The Korean Society of Pediatric Gastroenterology, Hepatology, and Nutrition announced a clinical practice guideline for the treatment of pediatric obesity, for the first time in Asia.
The prevalence of childhood obesity is surging not only in Korea but around the globe. Lifestyle changes into a high-calorie diet, sedentary lifestyle and decreased physical activity pushed up the prevalence of pediatric obesity in Korea from 8.4 percent in 2008 to 14.3 percent in 2016.
Most people regard childhood obesity as not an urgent issue due to a myth that “overweight children become tall adults.” Many Korean children are also under pressure that they should focus more on studies than on physical activities. However, medical professionals warn that childhood obesity is a disease that requires proper treatment.
Childhood obesity may persist for a lifetime if not treated timely. It may lead not only to various metabolic syndromes such as hypertension and atherosclerosis but to mental health problems such as emotional anxiety and social isolation from peers.
The best response measure to curb the rise of pediatric obesity is to prevent and control the disease. Evidence-based, clinical practice guidelines have been published in Western countries, but there was no such guideline on childhood obesity in Asia.

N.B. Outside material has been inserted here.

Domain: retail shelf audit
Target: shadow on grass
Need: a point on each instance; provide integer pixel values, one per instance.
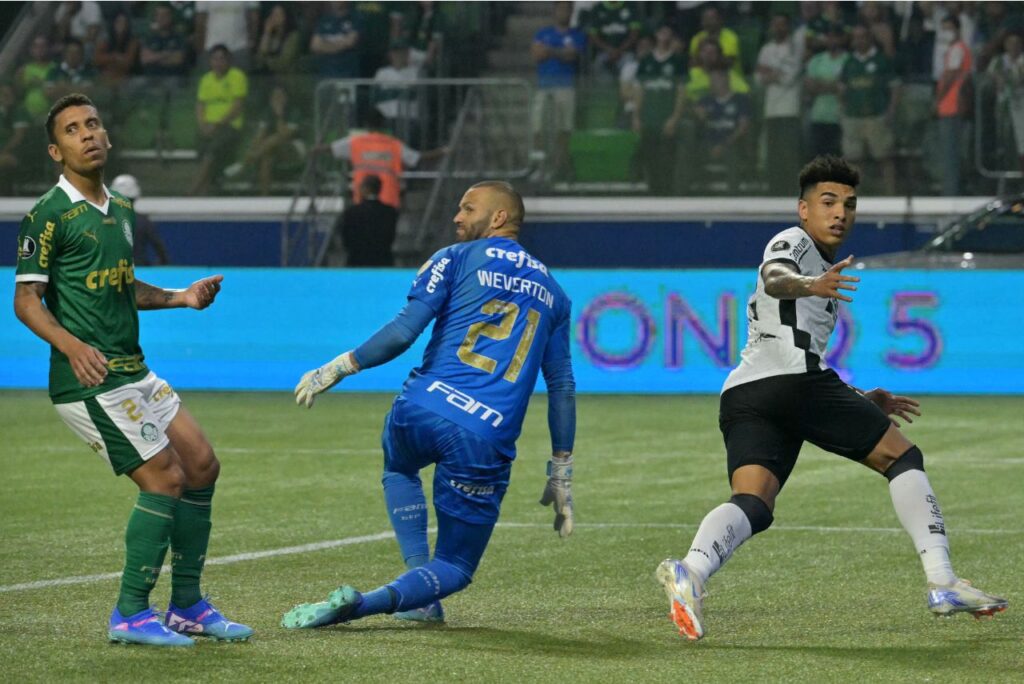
(497, 640)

After reviewing local and overseas papers, the society said its pediatric obesity committee developed the guideline for the treatment of obesity in children and adolescents in Korea.
The guideline includes definition and diagnosis of overweight and obesity in children and adolescents; principles of the treatment of pediatric obesity; behavioral interventions in diet, exercise, lifestyle, and mental health; pharmacotherapy; bariatric surgery; recommendations in each category and different recommendation levels from A to D.
The guideline emphasized that effective prevention and treatment of pediatric obesity require efforts of not only patients and family members but the local communities and the government.
Yang Hye-ran, president of the pediatric obesity committee at the Korean Society of Pediatric Gastroenterology, Hepatology, and Nutrition, said the new guideline would not only help clinical support but help the government set up a public health policy.
The guideline for childhood obesity was published both on the January issue of the Pediatric Gastroenterology Hepatology and Nutrition and the Korean Journal of Pediatrics. The society is also to release a Korean e-book version and the leaflets for education for pediatricians.